Aggregation Point Router (APR):
An Aggregation Point Router (APR) is a router that aggregates a Virtual Prefix (VP) by installing routes (into the FIB) for all of the sub-prefixes within the VP. APRs advertise the VP to other routers with BGP. For each sub-prefix within the VP, APRs have a tunnel from themselves to the remote ASBR (Autonomous System Border Router) where packets for that prefix should be delivered.
Install and Suppress:
The terms "install" and "suppress" are used to describe whether a RIB entry has been loaded or not loaded into the FIB. In particular, "install a route" means "install a route into the FIB", and "suppress a route" means "do not install a route into the FIB".
Legacy Router:
A router that does not run VA, and has no knowledge of VA. Legacy routers, however, must be able to terminate tunnels when they are local ASBRs.
Non-APR Router:
In discussing VPs, it is often necessary to distinguish between routers that are APRs for that VP, and routers that are not APRs for that VP (but of course may be APRs for other VPs not under discussion). In these cases, the term "APR" is taken to mean "a VA router that is an APR for the given VP", and the term "non-APR" is taken to mean "a VA router that is not an APR for the given VP". The term non-APR router is not used to refer to legacy routers.
Popular Prefix:
A Popular Prefix is a sub-prefix that is installed in a router in addition to the sub-prefixes it holds by virtue of being a Aggregation Point Router. The Popular Prefix allows packets to follow the shortest path. Note that different routers do not need to have the same set of Popular Prefixes.
Routing Information Base (RIB):
The term RIB is used rather sloppily in this document to refer either to the loc-RIB (as used in [RFC4271]), or to the combined Adj-RIBs-In, the Loc-RIB, and the Adj-RIBs-Out.
Sub-Prefix:
A regular (physically aggregatable) prefix. These are equivalent to the prefixes that would normally comprise the DFRT in the absence of VA. A VA router will contain a sub-prefix entry either because the sub-prefix falls within a Virtual Prefix for which the router is an APR, or because the sub-prefix is installed as a Popular Prefix. Legacy routers hold the same sub-prefixes that they hold today.
Tunnel:
This document specifies the use of MPLS Label Switched Paths (LSP), and of MPLS inner labels tunneled over either LSPs or IP headers. While in principle other types of tunnels may be used, they are not specified here. This document uses the term tunnel to refer to the above MPLS encapsulations.
VA router:
A router that operates Virtual Aggregation according to this document.
Virtual Prefix (VP):
A Virtual Prefix (VP) is a prefix used to aggregate its contained regular prefixes (sub-prefixes). The set of sub-prefixes in a VP are not physically aggregatable, and so they are aggregated at APRs through the use of tunnels.
VP-List:
A list of defined VPs. All routers must agree on the contents of this list.

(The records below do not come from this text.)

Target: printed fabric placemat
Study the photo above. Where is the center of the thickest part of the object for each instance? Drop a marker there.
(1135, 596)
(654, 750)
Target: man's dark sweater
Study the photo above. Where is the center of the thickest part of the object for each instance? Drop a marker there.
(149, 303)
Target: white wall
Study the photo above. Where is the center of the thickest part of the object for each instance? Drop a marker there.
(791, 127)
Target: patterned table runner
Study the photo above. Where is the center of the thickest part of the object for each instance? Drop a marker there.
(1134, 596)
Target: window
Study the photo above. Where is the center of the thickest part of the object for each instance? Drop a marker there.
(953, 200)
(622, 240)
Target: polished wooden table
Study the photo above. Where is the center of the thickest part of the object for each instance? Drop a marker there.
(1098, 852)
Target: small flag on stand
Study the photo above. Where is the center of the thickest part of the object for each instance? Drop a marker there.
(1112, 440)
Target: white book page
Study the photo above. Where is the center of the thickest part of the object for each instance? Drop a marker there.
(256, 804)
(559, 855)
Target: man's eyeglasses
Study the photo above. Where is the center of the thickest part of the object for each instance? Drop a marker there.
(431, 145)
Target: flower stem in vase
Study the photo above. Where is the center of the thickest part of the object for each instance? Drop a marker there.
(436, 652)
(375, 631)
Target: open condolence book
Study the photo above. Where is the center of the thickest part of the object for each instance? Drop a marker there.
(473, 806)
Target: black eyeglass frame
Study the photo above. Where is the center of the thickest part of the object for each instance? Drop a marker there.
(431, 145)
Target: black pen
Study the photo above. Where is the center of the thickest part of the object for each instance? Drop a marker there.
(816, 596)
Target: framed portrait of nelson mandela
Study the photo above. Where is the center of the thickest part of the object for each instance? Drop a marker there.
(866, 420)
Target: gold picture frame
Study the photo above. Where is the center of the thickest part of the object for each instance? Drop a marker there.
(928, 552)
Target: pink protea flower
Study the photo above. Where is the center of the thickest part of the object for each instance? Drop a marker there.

2. Overview of Virtual Aggregation (VA)

For descriptive simplicity, this section starts by describing VA assuming that there are no legacy routers in the domain. Section 2.1 overviews the additional functions required by VA routers to accommodate legacy routers.

A key concept behind VA is to operate BGP as normal, and in particular to populate the RIB with the full DFRT, but to suppress many or most prefixes from being loaded into the FIB. By populating the RIB as normal, we avoid any changes to BGP, and changes to router operation are relatively minor. The basic idea behind VA is as follows: The address space is partitioned into large prefixes --- larger than any aggregatable prefix in use today. These prefixes are called Virtual Prefixes (VP). Different VPs do not need to be the same size. They may be a mix of /6, /7, /8 (for IPv4), and so on. Indeed, an ISP can define a single /0 VP, and use it for a core/edge type of configuration. That is, the core routers would maintain full FIBs, and edge routers could maintain default routes to the core routers, and suppress as much of the FIB as they wish. Each ISP can independently select the size of its VPs.

VPs are not themselves topologically aggregatable. VA makes the VPs aggregatable through the use of tunnels, as follows. Associated with each VP are one or more "Aggregation Point Routers" (APR). An APR (for a given VP) is a router that installs routes for all sub-prefixes (i.e. real physically aggregatable prefixes) within the VP. By "install routes" here, we mean:

The APR originates a BGP route to the VP. This route is distributed within the domain, but not outside the domain. With this structure in place, a packet transiting the ISP goes from the ingress router to the APR (usually via a tunnel), and then from the APR to the BGP NEXT_HOP router via a tunnel. VA can operate with MPLS LSPs, or with MPLS inner labels over LSPs or IP headers. Section 4 specifies the usage of MPLS tunnels. Other tunnel types (i.e., GRE) may be used, but are not specified in this document.

The BGP NEXT_HOP can be either the local ASBR or the remote ASBR. In the former case, an inner label is used to tunnel packets (Section 4.1). In either case, all tunnel headers are stripped by the local ASBR before the packet is delivered to the remote ASBR. In other words, the remote ASBR sees a normal IP packet, and is completely unaware of the existence of VA in the neighboring ISP.

Note that the AS-PATH is not effected at all by VA. This means among other things that AS-level policies are not effected by VA. The packet may not, however, follow the shortest path within the ISP (where shortest path is defined here as the path that would have been taken if VA were not operating), because the APR may not be on the shortest path between the ingress and egress routers. When this happens, the packet experiences additional latency and creates extra load (by virtue of taking more hops than it otherwise would have). Note also that, with VA, a packet may occasionally take a different exit point than it otherwise would have. This can occur for instance when the exit point nearest to the selected APR is different than the exit point nearest to the router initiating the tunnel to the APR.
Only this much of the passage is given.